Notei um velho solitário em um banco e decidi me aproximar dele: descobrir o motivo de ele estar sentado naquele banco quase me fez chorar

Eu estava correndo para casa depois de um longo dia de trabalho, quando percebi que alguém estava sentado no banco. Normalmente ele está vazio, especialmente à noite, mas desta vez havia um homem idoso. Ele parecia ter uns oitenta anos, vestido de maneira arrumada. Ao lado dele, havia um velho bastão e uma maleta surrada.

Ele olhava para a rua, como se estivesse esperando alguém.

Eu queria passar direto, mas algo no seu rosto me fez parar. Cumprimentei-o, e ele, um pouco surpreso, acenou com a cabeça.

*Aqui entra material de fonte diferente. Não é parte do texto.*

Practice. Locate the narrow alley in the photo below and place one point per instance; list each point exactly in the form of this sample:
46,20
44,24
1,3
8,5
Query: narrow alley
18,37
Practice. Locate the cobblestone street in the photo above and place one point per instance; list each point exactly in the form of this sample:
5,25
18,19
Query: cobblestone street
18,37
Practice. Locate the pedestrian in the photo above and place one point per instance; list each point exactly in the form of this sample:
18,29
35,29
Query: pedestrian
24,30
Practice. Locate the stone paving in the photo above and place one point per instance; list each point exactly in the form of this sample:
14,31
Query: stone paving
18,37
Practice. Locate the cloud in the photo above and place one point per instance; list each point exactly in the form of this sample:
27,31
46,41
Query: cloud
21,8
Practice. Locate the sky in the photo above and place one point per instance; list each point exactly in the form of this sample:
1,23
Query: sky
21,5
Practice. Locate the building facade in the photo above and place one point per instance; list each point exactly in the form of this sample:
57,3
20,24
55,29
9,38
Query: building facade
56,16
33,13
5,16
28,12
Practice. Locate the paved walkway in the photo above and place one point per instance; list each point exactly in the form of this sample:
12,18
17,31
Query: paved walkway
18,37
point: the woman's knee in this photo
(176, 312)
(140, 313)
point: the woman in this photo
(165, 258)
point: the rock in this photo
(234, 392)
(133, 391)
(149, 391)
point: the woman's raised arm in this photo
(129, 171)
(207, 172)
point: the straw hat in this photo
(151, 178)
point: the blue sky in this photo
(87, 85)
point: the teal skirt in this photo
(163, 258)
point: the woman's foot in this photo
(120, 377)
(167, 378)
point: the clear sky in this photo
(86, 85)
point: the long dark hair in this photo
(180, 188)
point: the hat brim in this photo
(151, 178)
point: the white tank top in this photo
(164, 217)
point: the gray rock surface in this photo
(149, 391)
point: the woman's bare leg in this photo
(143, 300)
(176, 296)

— Com licença, o senhor está esperando alguém? — perguntei.

Ele sorriu fraco.

— Sim… mas provavelmente em vão. Hoje é o aniversário. Cinquenta anos atrás, aqui, eu encontrei a mulher que eu amava. Nós éramos jovens… Ela se casou por insistência dos pais. Naquela época era assim que as coisas aconteciam. E nós… nós simplesmente nos amávamos.

Ele ajeitou a gola e tremeu um pouco.

— A primeira vez que ela veio aqui foi por acaso, um ano depois do casamento. Eu também estava aqui. Ficamos apenas sentados em silêncio. E então decidimos — nos encontraremos aqui todo ano. Neste dia. Sempre. Só… para lembrar que estamos vivos.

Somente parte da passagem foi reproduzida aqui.